Dated: August 1, 2014
Pursuant to Section 3.03 of the Indenture, dated as of December 21, 2009, among, inter alios, Expro Finance Luxembourg S.C.A. (the “Company”), the guarantors named therein, Deutsche Trustee Company Limited as trustee (the “Trustee”), Deutsche Bank Trust Company Americas as transfer agent, registrar and principal paying agent (the “Paying Agent”), and Deutsche Bank AG, London Branch, as security agent (the “Indenture”), pursuant to which the Notes were issued, notice is hereby given that the Company has elected to, and will, subject to satisfaction of the Condition (as defined below) redeem $1,091,493,000 in aggregate principal amount of its outstanding Notes on September 2, 2014 (the “Redemption Date”) as permitted under Article 3 of the Indenture and paragraph 5 of the Notes. Capitalized terms used but not defined herein shall have the meanings given in the Indenture.
Condition to the Redemption:
This redemption will be subject to the condition that the Company has received, in its good faith determination, amounts from a new financing sufficient to redeem the Notes on or prior to the Redemption Date (the “Condition”). The Company reserves the right to revoke this redemption notice if the Condition is not satisfied.

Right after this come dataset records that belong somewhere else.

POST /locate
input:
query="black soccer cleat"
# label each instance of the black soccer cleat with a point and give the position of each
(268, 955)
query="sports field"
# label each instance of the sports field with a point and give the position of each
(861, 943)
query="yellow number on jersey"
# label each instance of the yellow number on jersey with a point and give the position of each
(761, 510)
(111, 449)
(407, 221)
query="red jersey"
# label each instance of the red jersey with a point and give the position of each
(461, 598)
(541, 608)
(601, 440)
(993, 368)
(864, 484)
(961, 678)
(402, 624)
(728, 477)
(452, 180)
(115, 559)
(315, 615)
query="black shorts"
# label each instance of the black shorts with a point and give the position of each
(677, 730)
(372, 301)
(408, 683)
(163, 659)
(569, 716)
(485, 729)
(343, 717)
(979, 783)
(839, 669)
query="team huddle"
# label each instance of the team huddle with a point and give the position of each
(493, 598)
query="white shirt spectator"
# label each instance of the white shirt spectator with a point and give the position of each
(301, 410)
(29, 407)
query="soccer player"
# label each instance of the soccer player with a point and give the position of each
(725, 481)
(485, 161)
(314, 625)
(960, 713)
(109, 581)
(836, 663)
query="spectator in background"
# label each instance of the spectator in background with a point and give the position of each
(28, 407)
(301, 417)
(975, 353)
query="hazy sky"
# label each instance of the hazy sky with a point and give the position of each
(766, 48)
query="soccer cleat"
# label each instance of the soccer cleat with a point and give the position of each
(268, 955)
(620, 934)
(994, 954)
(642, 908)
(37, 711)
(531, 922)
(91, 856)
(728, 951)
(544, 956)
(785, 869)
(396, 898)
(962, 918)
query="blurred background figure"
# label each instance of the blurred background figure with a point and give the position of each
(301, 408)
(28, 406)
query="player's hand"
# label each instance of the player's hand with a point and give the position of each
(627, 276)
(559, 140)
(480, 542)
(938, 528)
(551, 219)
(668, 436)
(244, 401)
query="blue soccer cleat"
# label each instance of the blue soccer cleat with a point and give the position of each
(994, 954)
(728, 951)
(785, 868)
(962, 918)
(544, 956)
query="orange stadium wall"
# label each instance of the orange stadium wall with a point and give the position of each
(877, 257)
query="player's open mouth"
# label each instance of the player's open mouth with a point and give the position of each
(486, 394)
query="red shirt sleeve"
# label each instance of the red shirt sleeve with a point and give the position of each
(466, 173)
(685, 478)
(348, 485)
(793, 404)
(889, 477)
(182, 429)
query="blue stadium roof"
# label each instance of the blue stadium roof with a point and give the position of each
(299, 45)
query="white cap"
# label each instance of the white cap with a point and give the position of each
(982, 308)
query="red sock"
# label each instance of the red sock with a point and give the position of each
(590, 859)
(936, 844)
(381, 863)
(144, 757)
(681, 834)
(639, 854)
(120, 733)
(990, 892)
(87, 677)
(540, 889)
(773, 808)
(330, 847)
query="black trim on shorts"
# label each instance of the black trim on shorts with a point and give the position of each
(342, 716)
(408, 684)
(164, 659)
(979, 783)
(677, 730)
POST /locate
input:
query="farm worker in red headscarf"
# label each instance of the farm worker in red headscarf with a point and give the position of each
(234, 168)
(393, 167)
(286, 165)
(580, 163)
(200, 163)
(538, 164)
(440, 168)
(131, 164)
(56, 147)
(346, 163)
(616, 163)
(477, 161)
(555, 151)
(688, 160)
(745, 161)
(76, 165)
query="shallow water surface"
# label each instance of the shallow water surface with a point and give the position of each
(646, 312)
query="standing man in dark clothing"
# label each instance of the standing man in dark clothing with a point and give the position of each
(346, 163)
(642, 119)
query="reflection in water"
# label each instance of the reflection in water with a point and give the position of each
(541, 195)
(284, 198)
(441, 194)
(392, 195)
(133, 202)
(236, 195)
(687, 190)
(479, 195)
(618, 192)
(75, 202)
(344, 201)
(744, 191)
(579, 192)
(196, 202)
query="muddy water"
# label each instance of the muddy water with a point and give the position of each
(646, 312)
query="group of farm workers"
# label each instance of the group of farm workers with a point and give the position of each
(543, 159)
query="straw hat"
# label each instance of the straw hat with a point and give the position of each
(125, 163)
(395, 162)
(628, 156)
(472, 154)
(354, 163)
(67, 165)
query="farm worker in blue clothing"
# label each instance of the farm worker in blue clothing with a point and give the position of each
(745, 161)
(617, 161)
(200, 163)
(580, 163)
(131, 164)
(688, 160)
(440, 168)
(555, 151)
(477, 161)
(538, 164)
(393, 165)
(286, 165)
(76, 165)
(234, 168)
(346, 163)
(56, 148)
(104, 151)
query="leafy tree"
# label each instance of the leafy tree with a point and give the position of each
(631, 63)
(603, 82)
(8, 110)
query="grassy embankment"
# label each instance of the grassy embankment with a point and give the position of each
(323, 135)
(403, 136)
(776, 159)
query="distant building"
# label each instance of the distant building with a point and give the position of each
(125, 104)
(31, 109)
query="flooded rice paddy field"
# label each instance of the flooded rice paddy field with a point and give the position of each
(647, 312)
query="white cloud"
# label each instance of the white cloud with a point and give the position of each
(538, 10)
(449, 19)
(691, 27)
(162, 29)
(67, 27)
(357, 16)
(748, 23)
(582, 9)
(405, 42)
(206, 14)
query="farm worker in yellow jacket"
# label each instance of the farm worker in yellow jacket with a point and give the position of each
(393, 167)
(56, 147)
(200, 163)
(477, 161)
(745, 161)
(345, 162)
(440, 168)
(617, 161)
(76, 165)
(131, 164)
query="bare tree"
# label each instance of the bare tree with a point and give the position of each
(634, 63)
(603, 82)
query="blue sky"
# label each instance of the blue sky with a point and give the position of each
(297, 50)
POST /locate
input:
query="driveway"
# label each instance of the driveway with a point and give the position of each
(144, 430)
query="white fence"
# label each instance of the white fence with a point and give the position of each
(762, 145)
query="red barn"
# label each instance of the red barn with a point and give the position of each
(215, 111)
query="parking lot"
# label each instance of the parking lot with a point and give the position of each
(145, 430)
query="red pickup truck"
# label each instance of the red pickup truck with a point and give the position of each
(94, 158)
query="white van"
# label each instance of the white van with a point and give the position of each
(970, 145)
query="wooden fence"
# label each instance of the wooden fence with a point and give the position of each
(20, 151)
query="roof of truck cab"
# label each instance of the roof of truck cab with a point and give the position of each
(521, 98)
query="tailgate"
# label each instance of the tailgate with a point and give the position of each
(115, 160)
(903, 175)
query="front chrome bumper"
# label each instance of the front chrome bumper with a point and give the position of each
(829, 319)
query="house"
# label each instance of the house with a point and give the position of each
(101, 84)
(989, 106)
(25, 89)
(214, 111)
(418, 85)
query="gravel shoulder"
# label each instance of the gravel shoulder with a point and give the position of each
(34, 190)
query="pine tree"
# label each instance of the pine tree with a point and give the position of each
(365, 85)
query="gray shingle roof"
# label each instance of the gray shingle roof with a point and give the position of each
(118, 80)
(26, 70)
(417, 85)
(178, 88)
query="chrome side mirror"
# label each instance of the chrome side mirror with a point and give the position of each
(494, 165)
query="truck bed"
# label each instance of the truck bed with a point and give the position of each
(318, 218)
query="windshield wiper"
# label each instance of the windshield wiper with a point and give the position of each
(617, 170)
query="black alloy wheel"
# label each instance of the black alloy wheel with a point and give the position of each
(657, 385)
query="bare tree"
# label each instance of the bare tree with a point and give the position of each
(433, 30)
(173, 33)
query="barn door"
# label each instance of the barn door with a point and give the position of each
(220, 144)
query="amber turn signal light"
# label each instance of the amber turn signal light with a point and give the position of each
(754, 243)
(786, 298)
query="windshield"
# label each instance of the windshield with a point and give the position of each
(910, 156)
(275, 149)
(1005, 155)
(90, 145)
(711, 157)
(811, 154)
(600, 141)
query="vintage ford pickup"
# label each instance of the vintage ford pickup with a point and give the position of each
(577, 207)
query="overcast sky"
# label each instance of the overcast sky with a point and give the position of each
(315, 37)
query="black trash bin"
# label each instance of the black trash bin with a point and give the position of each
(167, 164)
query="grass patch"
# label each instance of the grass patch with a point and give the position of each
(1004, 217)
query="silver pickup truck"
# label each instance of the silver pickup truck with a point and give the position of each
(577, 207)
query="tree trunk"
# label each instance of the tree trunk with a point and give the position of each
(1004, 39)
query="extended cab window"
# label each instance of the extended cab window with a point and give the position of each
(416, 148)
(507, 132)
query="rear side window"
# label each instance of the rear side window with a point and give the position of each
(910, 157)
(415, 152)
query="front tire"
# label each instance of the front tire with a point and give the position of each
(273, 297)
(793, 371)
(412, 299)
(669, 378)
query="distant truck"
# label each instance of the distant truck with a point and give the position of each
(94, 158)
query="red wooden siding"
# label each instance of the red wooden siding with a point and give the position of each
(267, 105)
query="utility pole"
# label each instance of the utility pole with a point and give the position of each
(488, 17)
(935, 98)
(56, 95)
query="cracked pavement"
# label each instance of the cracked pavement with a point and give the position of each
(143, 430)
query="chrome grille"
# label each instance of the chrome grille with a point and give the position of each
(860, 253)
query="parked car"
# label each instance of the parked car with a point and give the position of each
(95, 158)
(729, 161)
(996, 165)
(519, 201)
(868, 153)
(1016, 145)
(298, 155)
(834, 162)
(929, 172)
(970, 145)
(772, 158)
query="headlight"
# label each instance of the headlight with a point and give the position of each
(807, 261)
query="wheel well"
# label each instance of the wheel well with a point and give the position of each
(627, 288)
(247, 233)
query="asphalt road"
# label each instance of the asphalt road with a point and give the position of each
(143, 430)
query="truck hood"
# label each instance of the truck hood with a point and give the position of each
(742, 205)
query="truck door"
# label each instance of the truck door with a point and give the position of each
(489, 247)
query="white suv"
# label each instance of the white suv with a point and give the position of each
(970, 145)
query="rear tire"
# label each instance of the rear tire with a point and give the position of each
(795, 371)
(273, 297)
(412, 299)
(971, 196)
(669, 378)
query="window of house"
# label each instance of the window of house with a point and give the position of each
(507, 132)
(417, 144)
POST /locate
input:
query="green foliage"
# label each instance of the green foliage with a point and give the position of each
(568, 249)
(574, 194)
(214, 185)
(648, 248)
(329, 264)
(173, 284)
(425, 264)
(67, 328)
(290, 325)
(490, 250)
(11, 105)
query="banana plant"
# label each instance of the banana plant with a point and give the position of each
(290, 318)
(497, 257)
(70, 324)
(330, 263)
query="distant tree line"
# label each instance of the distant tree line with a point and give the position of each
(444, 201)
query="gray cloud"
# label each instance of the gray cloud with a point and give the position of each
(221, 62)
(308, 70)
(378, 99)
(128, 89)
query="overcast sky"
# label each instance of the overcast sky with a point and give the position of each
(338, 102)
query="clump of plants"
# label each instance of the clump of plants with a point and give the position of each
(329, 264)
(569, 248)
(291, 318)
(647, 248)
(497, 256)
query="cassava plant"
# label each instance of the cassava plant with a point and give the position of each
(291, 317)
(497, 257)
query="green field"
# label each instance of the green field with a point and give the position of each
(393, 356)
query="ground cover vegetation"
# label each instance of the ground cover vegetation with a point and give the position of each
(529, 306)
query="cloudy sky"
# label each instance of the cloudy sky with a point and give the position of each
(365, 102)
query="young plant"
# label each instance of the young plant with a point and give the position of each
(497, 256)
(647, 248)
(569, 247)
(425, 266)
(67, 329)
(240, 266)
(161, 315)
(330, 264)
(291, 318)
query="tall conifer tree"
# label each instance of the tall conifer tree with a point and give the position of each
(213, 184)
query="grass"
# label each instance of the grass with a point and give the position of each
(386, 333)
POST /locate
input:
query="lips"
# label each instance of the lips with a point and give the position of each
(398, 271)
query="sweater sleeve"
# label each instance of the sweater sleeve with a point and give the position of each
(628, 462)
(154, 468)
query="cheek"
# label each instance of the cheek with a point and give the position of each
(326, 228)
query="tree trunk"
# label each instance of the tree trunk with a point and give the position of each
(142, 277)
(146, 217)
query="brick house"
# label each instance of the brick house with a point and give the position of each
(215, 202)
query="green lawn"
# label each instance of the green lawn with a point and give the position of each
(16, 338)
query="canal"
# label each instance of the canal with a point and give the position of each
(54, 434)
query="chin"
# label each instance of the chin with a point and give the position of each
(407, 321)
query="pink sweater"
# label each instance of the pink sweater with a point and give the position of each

An aggregate principal amount of $1,091,493,000 of the Notes will be redeemed, consisting of:
ISIN: USL34638AA17 and CUSIP: L34638 AA1 (for the Notes issued pursuant to Regulation S);
ISIN: US302203AA29 and CUSIP: 302203 AA2 (for the Notes issued pursuant to Rule 144A).
The Notes will be redeemed at a redemption price (the “Redemption Price”) of 104.250% of the principal amount thereof.
An aggregate amount of accrued and unpaid interest up to, but excluding, the Redemption Date will also be paid in the amount of $19,586,235.50.
After the Redemption Date, the Notes will be cancelled.
The Redemption Price will be paid to Holders on or after the Redemption Date. Unless the Company defaults in paying the Redemption Price, interest on the Notes called for redemption will cease to accrue on and after the Redemption Date.
Payment will be made on the Redemption Date upon presentation and surrender of the Notes at the office of the Paying Agent at the following address:
If by mail or overnight courier:
DB Services Americas,
Inc 5022 Gate Parkway Suite 200
MS JCK01-0218 Jacksonville,
For Information call 1-800-735-7777
The method of delivery of the Notes is at option and risk of the Holders but, if mail is used, registered mail is recommended for your protection.
Under current U.S. federal income tax law, backup withholding, at a rate of 28%, generally may apply to the payment of gross redemption proceeds, unless (i) in the case of a non-corporate Holder that is a beneficial owner of Notes and that is a United States person (as determined for U.S. federal income tax purposes), the paying agent has received a properly completed IRS Form W-9 setting forth the Holder’s taxpayer identification number, or (ii) the Holder otherwise establishes an exemption. A Holder that is a beneficial owner of Notes and that is not a United States person (as determined for U.S. federal income tax purposes) generally may establish an exemption from backup withholding by providing to the paying agent an applicable IRS Form W-8, upon which it certifies its foreign status. This notice was not intended or written to be used, and cannot be used, for the purpose of avoiding tax-related penalties under federal, state, or local tax law.
The ISIN and CUSIP numbers indicated above are included solely for the convenience of the Holders of the Notes. The Company is not responsible for the use or selection of these numbers, nor is any representation made as to the correctness or accuracy of such numbers printed on the Notes or as listed in this notice of redemption.
Contact details of the Paying Agent:
DB Services Americas, Inc
5022 Gate Parkway Suite 200
Jacksonville, FL 32256
For Information call 1-800-735-7777
Notice given by: Expro Finance Luxembourg S.C.A.